Astrocytes are recognized as a target of ammonia in the
CNS ( Albrecht and Norenberg, 2006 ), but how ammonia
brings about astrocyte swelling, brain edema, and cerebral
hypertension is not fully understood. It has been suggested
that as a result of ammonia detoxification, glutamine accumulates
in astrocytes and the resulting osmotic force of
glutamine leads to cell swelling. In experimentally induced
hepatic encephalopathy, accumulation of cerebral ammonia
was associated with increased cerebral glutamine,
with the development of Alzheimer type II astrocytes,
and with a significant increase in the level of water in the
brain ( Jover et al., 2006 ). Based on studies of cultured
astrocytes, Jayakuman et al. (2006) concluded, however,
that glutamine was not acting as an osmolyte but rather
that ammonia evoked oxidative stress or abnormalities of
mitochondrial function (mitochondrial permeability
transition) that caused injury and swelling of astrocytes
( Albrecht and Norenberg, 2006 ; Norenberg et al., 2005,
2007 ).
The management of hepatic encephalopathy involves
restriction of protein intake and provision of a readily
digestible dairy or vegetable protein source.
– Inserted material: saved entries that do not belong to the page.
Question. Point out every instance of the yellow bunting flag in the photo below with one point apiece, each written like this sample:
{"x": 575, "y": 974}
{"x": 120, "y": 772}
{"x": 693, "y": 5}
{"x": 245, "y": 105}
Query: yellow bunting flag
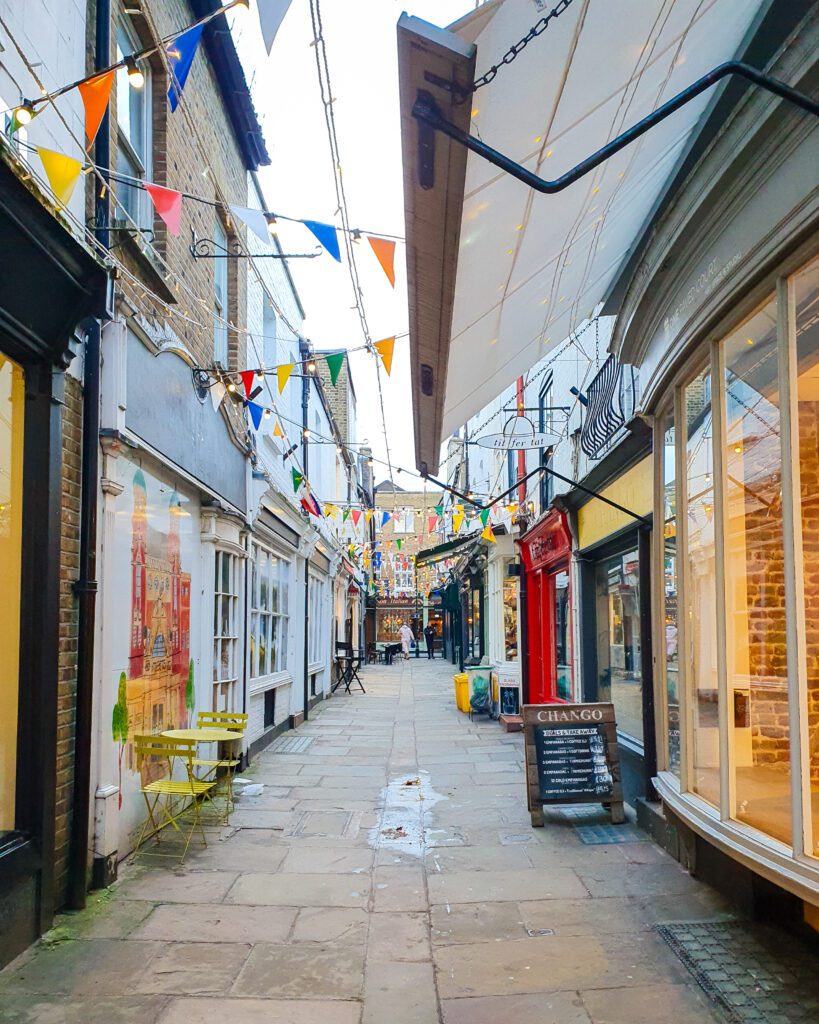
{"x": 283, "y": 373}
{"x": 95, "y": 94}
{"x": 385, "y": 254}
{"x": 384, "y": 349}
{"x": 61, "y": 172}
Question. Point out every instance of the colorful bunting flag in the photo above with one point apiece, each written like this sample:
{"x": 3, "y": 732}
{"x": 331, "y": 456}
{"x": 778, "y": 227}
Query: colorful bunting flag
{"x": 384, "y": 349}
{"x": 334, "y": 365}
{"x": 255, "y": 413}
{"x": 61, "y": 172}
{"x": 283, "y": 373}
{"x": 180, "y": 56}
{"x": 271, "y": 13}
{"x": 168, "y": 205}
{"x": 95, "y": 94}
{"x": 328, "y": 237}
{"x": 255, "y": 220}
{"x": 385, "y": 254}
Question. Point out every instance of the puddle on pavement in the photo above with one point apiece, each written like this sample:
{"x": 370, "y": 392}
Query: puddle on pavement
{"x": 406, "y": 799}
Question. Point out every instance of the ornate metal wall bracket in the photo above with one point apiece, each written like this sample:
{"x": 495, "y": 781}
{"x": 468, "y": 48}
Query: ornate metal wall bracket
{"x": 208, "y": 249}
{"x": 429, "y": 116}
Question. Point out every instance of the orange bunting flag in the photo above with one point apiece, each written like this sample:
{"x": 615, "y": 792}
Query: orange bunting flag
{"x": 95, "y": 94}
{"x": 61, "y": 172}
{"x": 384, "y": 349}
{"x": 385, "y": 254}
{"x": 168, "y": 204}
{"x": 283, "y": 373}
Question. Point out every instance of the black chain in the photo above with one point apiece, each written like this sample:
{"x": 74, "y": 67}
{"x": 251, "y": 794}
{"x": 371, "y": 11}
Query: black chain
{"x": 514, "y": 50}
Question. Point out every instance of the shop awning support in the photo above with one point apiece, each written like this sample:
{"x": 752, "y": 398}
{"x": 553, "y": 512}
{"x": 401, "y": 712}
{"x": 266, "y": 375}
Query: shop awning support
{"x": 427, "y": 112}
{"x": 541, "y": 469}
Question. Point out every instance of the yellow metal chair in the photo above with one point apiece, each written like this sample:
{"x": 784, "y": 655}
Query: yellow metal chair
{"x": 234, "y": 722}
{"x": 174, "y": 791}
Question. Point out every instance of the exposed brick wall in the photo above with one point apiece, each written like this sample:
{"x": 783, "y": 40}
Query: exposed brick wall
{"x": 67, "y": 682}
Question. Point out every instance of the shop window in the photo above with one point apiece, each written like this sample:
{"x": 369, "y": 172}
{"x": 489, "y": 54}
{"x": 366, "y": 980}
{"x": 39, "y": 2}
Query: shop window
{"x": 618, "y": 649}
{"x": 11, "y": 420}
{"x": 669, "y": 596}
{"x": 133, "y": 133}
{"x": 269, "y": 612}
{"x": 755, "y": 576}
{"x": 806, "y": 288}
{"x": 225, "y": 632}
{"x": 701, "y": 589}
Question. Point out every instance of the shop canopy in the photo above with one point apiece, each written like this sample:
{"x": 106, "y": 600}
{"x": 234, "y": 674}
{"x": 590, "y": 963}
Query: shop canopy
{"x": 498, "y": 272}
{"x": 440, "y": 551}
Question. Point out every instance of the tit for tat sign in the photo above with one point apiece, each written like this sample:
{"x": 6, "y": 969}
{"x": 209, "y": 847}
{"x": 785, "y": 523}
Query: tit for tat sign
{"x": 571, "y": 758}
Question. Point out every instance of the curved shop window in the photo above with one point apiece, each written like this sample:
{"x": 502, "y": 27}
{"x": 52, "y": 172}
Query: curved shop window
{"x": 738, "y": 599}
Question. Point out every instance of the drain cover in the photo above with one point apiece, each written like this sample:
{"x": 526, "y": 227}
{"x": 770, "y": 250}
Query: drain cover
{"x": 291, "y": 744}
{"x": 597, "y": 835}
{"x": 753, "y": 974}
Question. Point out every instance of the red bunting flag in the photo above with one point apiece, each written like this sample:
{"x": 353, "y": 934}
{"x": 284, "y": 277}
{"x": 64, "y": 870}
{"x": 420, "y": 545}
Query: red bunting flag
{"x": 385, "y": 254}
{"x": 168, "y": 205}
{"x": 95, "y": 94}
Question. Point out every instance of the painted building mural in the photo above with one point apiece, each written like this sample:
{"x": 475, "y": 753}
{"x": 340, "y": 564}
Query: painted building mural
{"x": 152, "y": 671}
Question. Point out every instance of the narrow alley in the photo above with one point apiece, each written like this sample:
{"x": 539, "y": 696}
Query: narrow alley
{"x": 387, "y": 872}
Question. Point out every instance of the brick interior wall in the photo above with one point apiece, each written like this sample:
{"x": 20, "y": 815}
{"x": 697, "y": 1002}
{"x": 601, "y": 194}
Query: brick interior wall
{"x": 67, "y": 683}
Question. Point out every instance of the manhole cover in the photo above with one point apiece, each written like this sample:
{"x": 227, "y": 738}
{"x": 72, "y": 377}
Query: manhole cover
{"x": 598, "y": 835}
{"x": 291, "y": 744}
{"x": 753, "y": 974}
Further
control is directed at the reduction of the production and
absorption of ammonia and other neurotoxic substances
from the intestine. One approach is the oral administration
of a nonabsorbable disaccharide such as lactulose, which
upon reaching the colon is fermented by resident bacteria
to produce short chain fatty acids and which has a cathartic
effect. By decreasing colonic pH, the equilibrium between
ammonium ion and the freebase is shifted to poorly
absorbed ammonium ion. An alternative approach is the
administration of a nonabsorbable, broad spectrum antibiotic.
The antibiotic inhibits production of ammonia and
other organic toxins produced by bacteria in the colon ( Festi
et al., 2006 ; Rothenber and Keeffe, 2005).